- Harigarh Location in Haryana, India Harigarh Harigarh (India)
- Coordinates: 29°19′3.3708″N 76°36′32.1516″E﻿ / ﻿29.317603000°N 76.608931000°E
- Country: India
- State: Haryana
- District: Jind district

Government
- • Type: Local government
- • Body: Panchayat

Area
- • Total: 5.16 km^{2} (1.99 sq mi)
- Elevation: 221 m (725 ft)

Population (2011)
- • Total: 2,344
- • Density: 454/km^{2} (1,180/sq mi)

Languages
- • Official: Hindi
- Time zone: UTC+5:30 (IST)
- PIN: 126112
- Literacy: 74.77% (total); 84.03% (male); 64.11% (female);
- Sex ratio: 857 ♂/♀

= Harigarh =

Harigarh is a village in Safidon tehsil of Jind district in the Indian state of Haryana. It forms a part of Hisar division. It is located 33 km east of its district headquarters at Jind, 12 km from Safidon and 184 km from the state capital at Chandigarh.

The village is on the border of the Jind and Panipat districts. Safidon, Gohana, Assandh, and Jind are the nearby cities.

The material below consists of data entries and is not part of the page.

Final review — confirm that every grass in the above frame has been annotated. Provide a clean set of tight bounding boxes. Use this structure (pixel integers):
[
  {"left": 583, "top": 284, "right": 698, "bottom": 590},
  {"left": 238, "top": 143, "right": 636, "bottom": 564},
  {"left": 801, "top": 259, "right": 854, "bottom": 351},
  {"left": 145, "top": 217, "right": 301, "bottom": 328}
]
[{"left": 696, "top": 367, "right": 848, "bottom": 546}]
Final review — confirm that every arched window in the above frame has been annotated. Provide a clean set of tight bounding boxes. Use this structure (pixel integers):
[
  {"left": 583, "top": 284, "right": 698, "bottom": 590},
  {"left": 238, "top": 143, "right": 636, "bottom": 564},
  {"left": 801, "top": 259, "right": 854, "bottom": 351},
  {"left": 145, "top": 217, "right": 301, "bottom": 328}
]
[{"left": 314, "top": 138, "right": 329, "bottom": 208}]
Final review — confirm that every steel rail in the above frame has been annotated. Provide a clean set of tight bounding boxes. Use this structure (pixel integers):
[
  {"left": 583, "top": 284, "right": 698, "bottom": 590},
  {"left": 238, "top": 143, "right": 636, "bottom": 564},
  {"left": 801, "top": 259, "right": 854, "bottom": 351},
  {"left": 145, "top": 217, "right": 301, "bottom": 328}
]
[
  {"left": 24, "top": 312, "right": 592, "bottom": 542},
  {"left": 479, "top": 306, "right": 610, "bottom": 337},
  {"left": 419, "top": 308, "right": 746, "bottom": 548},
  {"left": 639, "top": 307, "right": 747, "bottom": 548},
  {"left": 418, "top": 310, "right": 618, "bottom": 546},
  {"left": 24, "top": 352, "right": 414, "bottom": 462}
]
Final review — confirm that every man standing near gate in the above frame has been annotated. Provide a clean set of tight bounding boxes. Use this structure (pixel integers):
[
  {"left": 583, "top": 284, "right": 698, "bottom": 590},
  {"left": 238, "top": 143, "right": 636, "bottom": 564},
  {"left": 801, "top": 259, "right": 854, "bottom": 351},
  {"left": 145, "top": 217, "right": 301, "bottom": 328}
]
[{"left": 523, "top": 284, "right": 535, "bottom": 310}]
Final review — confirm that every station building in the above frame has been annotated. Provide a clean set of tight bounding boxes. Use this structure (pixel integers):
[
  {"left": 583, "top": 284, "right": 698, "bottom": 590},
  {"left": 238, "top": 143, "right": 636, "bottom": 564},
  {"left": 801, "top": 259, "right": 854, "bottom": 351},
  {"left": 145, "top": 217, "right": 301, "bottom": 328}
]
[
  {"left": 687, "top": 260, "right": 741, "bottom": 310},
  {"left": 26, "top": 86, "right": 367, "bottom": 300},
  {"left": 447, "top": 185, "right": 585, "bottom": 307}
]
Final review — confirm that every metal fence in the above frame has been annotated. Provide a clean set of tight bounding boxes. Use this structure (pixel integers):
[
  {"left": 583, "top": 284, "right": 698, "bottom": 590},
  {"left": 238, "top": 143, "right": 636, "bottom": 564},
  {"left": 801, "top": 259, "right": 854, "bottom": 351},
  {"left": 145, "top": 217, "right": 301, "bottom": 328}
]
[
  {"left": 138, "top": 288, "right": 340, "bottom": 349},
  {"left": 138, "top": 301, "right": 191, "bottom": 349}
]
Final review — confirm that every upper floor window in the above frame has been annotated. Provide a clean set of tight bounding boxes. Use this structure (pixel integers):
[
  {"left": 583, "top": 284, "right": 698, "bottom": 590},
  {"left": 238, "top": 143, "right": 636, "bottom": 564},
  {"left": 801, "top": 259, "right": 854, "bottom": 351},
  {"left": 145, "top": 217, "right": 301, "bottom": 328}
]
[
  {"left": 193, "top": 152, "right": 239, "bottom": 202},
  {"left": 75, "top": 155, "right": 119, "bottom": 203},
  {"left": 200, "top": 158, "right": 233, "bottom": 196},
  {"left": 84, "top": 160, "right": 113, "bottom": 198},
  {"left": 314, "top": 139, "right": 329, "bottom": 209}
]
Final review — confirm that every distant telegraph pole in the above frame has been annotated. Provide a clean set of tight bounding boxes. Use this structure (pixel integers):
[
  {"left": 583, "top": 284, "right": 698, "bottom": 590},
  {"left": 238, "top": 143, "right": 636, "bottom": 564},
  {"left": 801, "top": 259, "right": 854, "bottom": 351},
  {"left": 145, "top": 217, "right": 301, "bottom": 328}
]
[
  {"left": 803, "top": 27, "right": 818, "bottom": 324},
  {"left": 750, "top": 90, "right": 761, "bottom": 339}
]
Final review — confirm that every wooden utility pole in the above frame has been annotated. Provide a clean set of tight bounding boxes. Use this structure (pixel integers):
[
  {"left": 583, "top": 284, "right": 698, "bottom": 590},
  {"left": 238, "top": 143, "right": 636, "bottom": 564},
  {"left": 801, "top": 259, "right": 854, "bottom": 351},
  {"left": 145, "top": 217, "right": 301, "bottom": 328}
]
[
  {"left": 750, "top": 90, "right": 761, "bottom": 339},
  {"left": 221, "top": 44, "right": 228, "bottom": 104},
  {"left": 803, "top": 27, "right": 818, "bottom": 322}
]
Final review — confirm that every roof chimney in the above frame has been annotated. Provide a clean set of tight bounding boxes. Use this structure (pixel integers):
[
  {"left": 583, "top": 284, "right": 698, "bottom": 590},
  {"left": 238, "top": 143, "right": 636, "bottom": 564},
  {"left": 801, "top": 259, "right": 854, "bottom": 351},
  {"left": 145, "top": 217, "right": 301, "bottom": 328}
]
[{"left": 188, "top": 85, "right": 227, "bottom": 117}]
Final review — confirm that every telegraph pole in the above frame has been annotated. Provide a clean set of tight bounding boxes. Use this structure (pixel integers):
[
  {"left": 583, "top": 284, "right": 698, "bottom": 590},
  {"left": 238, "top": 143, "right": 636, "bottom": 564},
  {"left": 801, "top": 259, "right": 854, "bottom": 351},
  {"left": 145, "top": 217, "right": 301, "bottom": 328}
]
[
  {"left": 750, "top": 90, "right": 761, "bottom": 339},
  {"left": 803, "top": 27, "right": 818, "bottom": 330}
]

Nearby villages are: Ram Nagar (2 km), Bagru Kalan (2 km), Bagru Khurd (2 km), Anchra Khurd (2 km), Hadwa (5 km) are the nearby villages to Harigarh. Harigarh is surrounded by Pillu khera Tehsil towards west, Mundlana Tehsil towards east, Gohana Tehsil towards south.

==Education==
No colleges

===Schools===
- National Sr. Secondary School, Bagru Kalan
- Saraswati Sr. Secondary School, Bagru Kalan
- Vedic Kanya Gurukul Sr. Secondary School
- B.R.S.K. Public School
- MD Sr. Secondary School, Baghru Khurd

==Transportation==
Sila Kheri Halt Rail Way Station, Budhakhera Railway Station are the closest railway stations to Harigarh. Panipat Junction is the nearest major railway station, 39 km distant.